The master's program in Economics lasts two academic years (four semesters), and always starts in the fall semester (September). The language of administration and instruction is English. Upon successful completion of the program, students are awarded a Master of Science (M.Sc.).
After a two-week orientation phase, students can choose to take courses in the Economics module or attend the Economic Research preparatory courses, which are required to apply for the Economic Research track at the end of the first semester. The Economic Research track is a faster means of acquiring a doctorate.
Depending on your track of study, you must take either three or four courses during the introductory phase:
Economic Research preparatory courses (at doctoral level):
As of the fall semester 2017/18, students can choose to study one of three study tracks (prior to this semester there were only two tracks on offer): Economics, Competition and Regulation Economics or Economic Research. The Economics track gives students the opportunity to choose their own specialization(s) from a wide range of elective modules. You can find the course catalog here. The Competition and Regulation Economics track contains specialized mandatory courses, which are complemented by a large number of electives. The Economic Research track focuses on academic research and is a fast-track path to acquiring a doctorate.
After completing the first semester, students are automatically admitted to the Economics or Competition and Regulation Economics tracks. The best students (based on performance during the introductory phase) are given the chance to continue with the Economic Research track.
Economics: The Economics field of study prepares students for work in a complex, international working environment. In the second and third semesters, students have a high degree of flexibility and freedom, and can select courses that suit their own interests from a wide range of elective modules. Students can discuss their course choice with a member of the Department at the beginning of the specialization phase.
Competition and Regulation Economics: The Competition and Regulation Economics track prepares students for a professional career in an organization or governmental institution, or at a company where specialized knowledge in the field of competition and regulation economics is required or desirable (e.g. competition and regulatory authorities, companies in regulated sectors such as the energy and telecommunications sectors, and consultancies). During the specialization phase, students complete compulsory modules in Industrial Organization, Empirical Industrial Organization, Competition Law, and work on case studies together with students from the Department of Law.
Economic Research: The Economic Research track prepares students for writing a doctoral dissertation and provides the foundations for a successful academic career. Students attend courses from the doctoral program at the Center for Doctoral Studies in Economics (CDSE). At the end of the second year, they prepare a doctoral dissertation proposal in the form of their master’s thesis. After obtaining their master’s degree, graduates from this field of study can formally enter the doctoral program with a scholarship, and begin writing their doctoral dissertation.

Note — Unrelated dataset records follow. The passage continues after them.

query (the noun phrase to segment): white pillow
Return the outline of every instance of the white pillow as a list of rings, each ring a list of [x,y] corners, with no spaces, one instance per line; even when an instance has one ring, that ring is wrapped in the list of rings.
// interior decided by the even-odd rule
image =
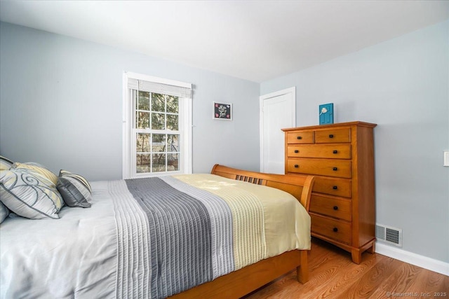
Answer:
[[[30,219],[58,219],[64,205],[54,183],[25,168],[0,172],[0,197],[11,211]]]

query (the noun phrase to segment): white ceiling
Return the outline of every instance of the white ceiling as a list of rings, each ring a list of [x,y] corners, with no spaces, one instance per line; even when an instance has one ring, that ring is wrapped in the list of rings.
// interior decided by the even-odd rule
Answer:
[[[0,20],[262,82],[449,19],[449,1],[0,1]]]

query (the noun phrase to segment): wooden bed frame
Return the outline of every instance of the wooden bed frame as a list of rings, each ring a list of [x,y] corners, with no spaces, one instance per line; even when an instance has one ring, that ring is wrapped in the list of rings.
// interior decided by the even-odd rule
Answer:
[[[216,164],[211,174],[281,189],[292,194],[309,211],[314,177],[248,172]],[[307,250],[293,250],[260,260],[170,298],[239,298],[296,268],[297,280],[309,280]]]

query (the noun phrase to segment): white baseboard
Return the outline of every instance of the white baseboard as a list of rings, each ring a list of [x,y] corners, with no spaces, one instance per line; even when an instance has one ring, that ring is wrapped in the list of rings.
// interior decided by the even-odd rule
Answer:
[[[376,242],[377,253],[449,276],[449,263],[442,262]]]

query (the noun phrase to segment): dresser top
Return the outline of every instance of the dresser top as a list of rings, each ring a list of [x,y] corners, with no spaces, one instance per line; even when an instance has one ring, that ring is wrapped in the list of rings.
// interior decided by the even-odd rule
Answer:
[[[287,127],[281,130],[283,132],[288,132],[288,131],[295,131],[297,130],[323,129],[326,127],[332,128],[332,127],[344,127],[344,126],[351,126],[351,125],[374,127],[377,125],[376,125],[375,123],[365,123],[363,121],[351,121],[348,123],[332,123],[329,125],[310,125],[307,127]]]

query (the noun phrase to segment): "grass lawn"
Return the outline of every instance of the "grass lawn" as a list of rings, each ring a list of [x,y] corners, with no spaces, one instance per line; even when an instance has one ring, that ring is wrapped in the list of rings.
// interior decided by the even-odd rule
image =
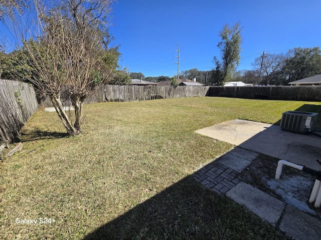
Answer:
[[[0,161],[0,238],[287,239],[189,176],[232,146],[195,130],[236,118],[277,123],[298,109],[321,115],[321,103],[294,101],[95,104],[71,138],[41,108],[22,130],[23,150]]]

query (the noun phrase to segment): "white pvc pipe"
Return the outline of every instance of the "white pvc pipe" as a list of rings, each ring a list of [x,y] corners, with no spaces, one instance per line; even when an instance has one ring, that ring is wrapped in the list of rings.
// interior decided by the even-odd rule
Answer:
[[[320,185],[321,184],[321,181],[318,180],[317,179],[315,180],[315,182],[314,182],[314,184],[313,186],[313,188],[312,188],[312,192],[311,192],[311,195],[310,196],[310,198],[309,199],[309,202],[311,204],[315,200],[316,198],[316,196],[318,194],[318,192],[319,194],[321,194],[321,192],[320,192]]]
[[[292,164],[292,162],[286,161],[285,160],[280,160],[277,164],[277,168],[276,168],[276,171],[275,172],[275,178],[280,179],[283,165],[290,166],[292,168],[294,168],[298,169],[300,170],[302,170],[303,169],[303,166],[301,166],[301,165]]]
[[[319,192],[316,196],[316,199],[314,202],[314,206],[315,208],[319,208],[320,205],[321,205],[321,191],[320,191],[319,189]]]

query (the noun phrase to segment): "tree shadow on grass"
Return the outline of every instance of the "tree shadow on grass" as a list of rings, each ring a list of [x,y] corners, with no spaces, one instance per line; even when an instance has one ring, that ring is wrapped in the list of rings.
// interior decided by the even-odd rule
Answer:
[[[190,176],[83,239],[267,239],[264,236],[281,239],[279,234],[243,207]]]
[[[44,139],[60,138],[67,136],[69,136],[69,135],[66,132],[44,131],[37,129],[22,132],[17,140],[26,142]]]

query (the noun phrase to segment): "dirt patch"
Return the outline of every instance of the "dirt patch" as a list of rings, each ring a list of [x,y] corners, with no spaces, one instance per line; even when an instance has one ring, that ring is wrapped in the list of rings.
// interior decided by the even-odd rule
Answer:
[[[288,166],[283,166],[279,180],[275,178],[279,160],[263,154],[254,160],[240,176],[250,184],[303,212],[321,218],[321,209],[308,202],[315,178]]]

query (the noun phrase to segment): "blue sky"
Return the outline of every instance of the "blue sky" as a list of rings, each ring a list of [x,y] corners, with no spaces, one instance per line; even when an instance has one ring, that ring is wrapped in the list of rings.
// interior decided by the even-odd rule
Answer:
[[[238,22],[243,28],[238,70],[252,69],[263,51],[321,46],[320,0],[118,0],[112,6],[110,32],[122,54],[119,66],[146,77],[177,74],[179,44],[180,72],[211,70],[213,57],[220,56],[219,32]],[[0,40],[13,33],[0,24]]]
[[[240,64],[251,70],[263,51],[285,52],[321,45],[320,0],[118,0],[113,5],[111,32],[122,54],[119,65],[145,76],[173,76],[197,68],[208,70],[220,31],[239,22]]]

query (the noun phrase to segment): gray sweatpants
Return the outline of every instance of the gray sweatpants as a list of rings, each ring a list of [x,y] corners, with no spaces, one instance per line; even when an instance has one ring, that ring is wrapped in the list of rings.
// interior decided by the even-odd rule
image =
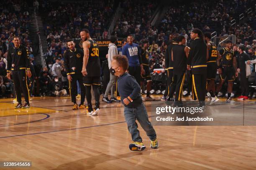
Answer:
[[[105,94],[104,95],[104,98],[108,97],[108,93],[109,93],[109,91],[110,90],[111,90],[111,98],[115,97],[115,84],[117,80],[117,77],[115,75],[113,75],[110,74],[110,80],[109,80],[109,82],[108,82],[108,86],[107,86]]]

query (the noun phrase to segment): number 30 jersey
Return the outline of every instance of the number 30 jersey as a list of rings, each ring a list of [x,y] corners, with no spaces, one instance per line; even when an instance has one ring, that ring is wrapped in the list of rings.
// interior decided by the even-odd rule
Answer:
[[[96,41],[87,40],[91,45],[89,48],[89,57],[86,66],[87,77],[100,76],[100,62],[99,54],[99,48]]]

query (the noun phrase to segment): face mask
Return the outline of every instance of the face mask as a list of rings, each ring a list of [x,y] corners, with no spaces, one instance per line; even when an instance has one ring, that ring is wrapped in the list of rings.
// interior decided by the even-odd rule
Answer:
[[[116,69],[118,68],[118,67],[115,68],[115,69]],[[113,75],[115,75],[115,73],[116,72],[115,71],[115,69],[112,68],[111,68],[110,69],[109,69],[109,71],[110,72],[110,73],[111,73],[111,74]]]

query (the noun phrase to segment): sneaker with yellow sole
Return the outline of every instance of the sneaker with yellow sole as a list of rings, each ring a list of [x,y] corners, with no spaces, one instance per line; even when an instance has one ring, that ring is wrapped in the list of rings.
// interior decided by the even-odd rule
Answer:
[[[78,110],[78,106],[77,104],[75,104],[74,105],[74,106],[73,106],[72,110]]]
[[[155,140],[151,140],[150,146],[152,149],[157,149],[158,148],[158,142],[157,139],[156,139]]]
[[[88,109],[88,107],[84,105],[79,105],[79,109]]]
[[[130,144],[129,148],[133,151],[141,151],[146,149],[146,146],[142,142],[134,142]]]

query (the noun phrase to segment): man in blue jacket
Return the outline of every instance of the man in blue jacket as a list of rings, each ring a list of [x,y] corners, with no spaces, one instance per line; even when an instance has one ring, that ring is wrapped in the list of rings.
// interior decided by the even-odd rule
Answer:
[[[139,85],[141,83],[141,75],[143,73],[140,48],[138,44],[133,43],[133,37],[131,35],[128,35],[127,42],[123,48],[122,54],[126,56],[128,59],[129,74],[135,78]]]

The master’s thesis may be registered in the fourth semester at the earliest. Candidates must have completed at least one (block)seminar and have obtained at least 45 ECTS credits during the specialization phase. The choice of a supervisor and topic is within the responsibility of the candidate. The regular period of completion is four months.
There are excellent opportunities for students of the master's program in Mannheim to gain experiences in different environments:
Students of the Economics track can choose to participate in the ENTER Program, a double degree exchange program with Europe’s leading economics departments. The University of Mannheim collaborates with the Université Libre de Bruxelles, the Universidad Carlos III de Madrid, Stockholms Universitet, and the Université de Toulouse I. The university also has a large number of excellent Erasmus and overseas partnerships.
As part of the Competition and Regulation Economics track, we facilitate internships and collaborations with our cooperation partners. Several partners give students the option of writing their master’s thesis within the company. Cooperation agreements already exist with the Bundesnetzagentur, the German Monopolies Commission, the Competition Commission of Singapore, Deutsche Bahn, Deutsche Telekom, CompassLexecon, and CRA Charles River Associates. Additional agreements are under negotiation.
The Economic Research track does not directly include any exchange opportunities. Instead, students of this track have the opportunity to go abroad during their subsequent doctoral studies at the Center for Doctoral Studies in Economics (CDSE). The CDSE has a partnership with Yale University and is included in the European Network for Training in Economic Research (ENTER), a collaboration between the Universitat Autonoma de Barcelona, the Université Libre de Bruxelles, University College London, the Universidad Carlos III de Madrid, the University of Mannheim, the University of Stockholm & Stockholm School of Economics, Tilburg University, and the Université de Toulouse 1.
Access to exchange programs is competitive and limited. The programs are subject to the ongoing approval by our partner universities and the German Academic Exchange Service (DAAD). Additionally, students can apply for a variety of other exchange opportunities (e.g. the ERASMUS+ program) at one of the University of Mannheim's partner universities.